Developed by researchers at the University of Texas at Austin (Integrative Biology) and Novo Nordisk's Molecular AI group, and released as a 2026 bioRxiv preprint, PeptideCLM-2 is a suite of BERT-style transformer encoders pretrained on more than 100 million molecules. It is the successor to the original PeptideCLM, expanding substantially on that work in data scale, architectural depth, and benchmarking. Where the first model demonstrated feasibility for cyclic peptides, version 2 adds systematic parameter-scaling studies and evaluation across diverse biological phenotypes.
PeptideCLM-2 uses BERT-style transformer encoders with rotary positional embeddings (RoPE), SwiGLU activations, and pre-layer normalization, trained with a 25% span-masking rate. The three model scales span 32M parameters (6 layers, 384 hidden, 6 heads), 114M (12 layers, 768 hidden, 12 heads), and 337M (24 layers, 1024 hidden, 16 heads). Pretraining draws on a composite corpus of roughly 108M drug-like molecules from PubChem, 9.6M peptide sequences from ESMAtlas, and ~50K lipids from LIPID MAPS, balanced per epoch to avoid swamping peptides with small molecules. On downstream tasks the 337M model improves over baselines for membrane permeability (AUROC 0.830 vs 0.781), fibrillation propensity (AUROC 0.823 vs 0.579), blood stability (MCC 0.609 vs 0.537), cell penetration, tumor homing, and antimicrobial activity. A notable scaling finding: at small scale, explicit physicochemical supervision (MTR) substantially outperforms MLM (R² ≈ 0.38 vs 0.13), but at 337M parameters pure MLM converges with MTR (both R² ≈ 0.58), nearly doubling molecular-fingerprint baselines.
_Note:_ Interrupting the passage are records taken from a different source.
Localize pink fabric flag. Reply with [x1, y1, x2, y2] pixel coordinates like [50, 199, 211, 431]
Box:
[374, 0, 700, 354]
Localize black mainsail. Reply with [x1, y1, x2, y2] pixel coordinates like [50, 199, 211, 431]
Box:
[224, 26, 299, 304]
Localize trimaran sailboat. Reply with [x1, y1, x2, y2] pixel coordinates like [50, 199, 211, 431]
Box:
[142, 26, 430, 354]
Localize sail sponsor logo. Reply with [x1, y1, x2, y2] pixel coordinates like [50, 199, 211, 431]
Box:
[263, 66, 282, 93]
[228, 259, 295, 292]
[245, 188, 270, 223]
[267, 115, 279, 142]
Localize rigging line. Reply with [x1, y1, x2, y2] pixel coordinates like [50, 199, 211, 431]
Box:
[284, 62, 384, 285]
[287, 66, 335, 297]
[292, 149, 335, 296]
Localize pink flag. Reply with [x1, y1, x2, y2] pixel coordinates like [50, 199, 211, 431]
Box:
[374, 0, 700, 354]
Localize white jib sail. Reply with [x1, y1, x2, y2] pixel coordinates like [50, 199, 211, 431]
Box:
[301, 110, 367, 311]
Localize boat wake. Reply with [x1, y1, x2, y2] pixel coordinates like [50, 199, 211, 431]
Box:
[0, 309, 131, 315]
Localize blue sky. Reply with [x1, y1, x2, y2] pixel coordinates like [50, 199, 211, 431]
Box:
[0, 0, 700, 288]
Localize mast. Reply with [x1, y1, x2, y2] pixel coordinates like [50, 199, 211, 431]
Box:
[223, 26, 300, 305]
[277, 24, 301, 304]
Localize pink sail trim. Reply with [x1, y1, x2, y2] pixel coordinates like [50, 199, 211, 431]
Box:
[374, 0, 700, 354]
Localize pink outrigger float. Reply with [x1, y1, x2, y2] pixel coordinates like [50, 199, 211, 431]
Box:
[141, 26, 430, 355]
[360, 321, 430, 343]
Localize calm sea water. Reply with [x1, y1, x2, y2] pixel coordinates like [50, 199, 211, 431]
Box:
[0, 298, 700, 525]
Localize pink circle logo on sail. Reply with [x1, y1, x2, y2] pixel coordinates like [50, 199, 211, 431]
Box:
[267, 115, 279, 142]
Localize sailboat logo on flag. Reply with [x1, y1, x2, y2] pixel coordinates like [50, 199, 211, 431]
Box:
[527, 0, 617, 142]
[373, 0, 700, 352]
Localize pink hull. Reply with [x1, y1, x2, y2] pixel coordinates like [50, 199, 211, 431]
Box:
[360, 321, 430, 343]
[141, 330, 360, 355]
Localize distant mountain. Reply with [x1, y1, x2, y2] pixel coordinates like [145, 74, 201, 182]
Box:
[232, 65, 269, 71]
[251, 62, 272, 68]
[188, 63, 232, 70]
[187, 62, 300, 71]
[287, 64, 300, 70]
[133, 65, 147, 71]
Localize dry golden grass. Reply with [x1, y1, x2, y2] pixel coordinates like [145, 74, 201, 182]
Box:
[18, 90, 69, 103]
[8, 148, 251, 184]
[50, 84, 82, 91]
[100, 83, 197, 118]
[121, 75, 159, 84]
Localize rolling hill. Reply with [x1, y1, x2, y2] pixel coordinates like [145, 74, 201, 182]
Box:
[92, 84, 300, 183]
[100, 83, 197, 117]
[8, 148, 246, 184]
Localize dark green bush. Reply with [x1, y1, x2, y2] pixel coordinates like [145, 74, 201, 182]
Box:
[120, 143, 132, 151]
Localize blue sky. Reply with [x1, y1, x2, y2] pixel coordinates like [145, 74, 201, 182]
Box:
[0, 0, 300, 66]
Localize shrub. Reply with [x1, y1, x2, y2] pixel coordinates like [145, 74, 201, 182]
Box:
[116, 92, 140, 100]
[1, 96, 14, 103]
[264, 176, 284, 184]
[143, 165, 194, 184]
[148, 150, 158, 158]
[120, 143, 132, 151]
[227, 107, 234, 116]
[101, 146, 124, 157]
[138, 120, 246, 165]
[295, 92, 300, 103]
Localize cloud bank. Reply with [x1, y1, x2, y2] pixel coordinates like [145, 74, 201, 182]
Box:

PeptideCLM-2 is intended for therapeutic peptide engineering, where teams need property predictions for molecules that fall outside the reach of conventional protein models. Researchers can fine-tune the encoders to predict developability-relevant properties such as membrane diffusion, cell penetration, tumor homing, half-life, antimicrobial activity, and aggregation or fibrillation propensity, or use the learned embeddings as features for downstream screening and lead optimization. Because the models ingest SMILES directly, they accommodate cyclic and chemically modified peptides common in pharmaceutical pipelines.
PeptideCLM-2 addresses a genuine blind spot between protein and small-molecule machine learning, providing an open, reproducibly benchmarked foundation for a therapeutic class of growing commercial importance. Its systematic comparison of self-supervised versus descriptor-supervised pretraining across scales offers practical guidance on when each strategy is worthwhile, a result relevant beyond peptides. As a preprint with released weights, code, and data, its long-term influence will depend on community adoption and independent validation; the model and dataset cards are currently concise, with the GitHub repository and preprint serving as the primary documentation.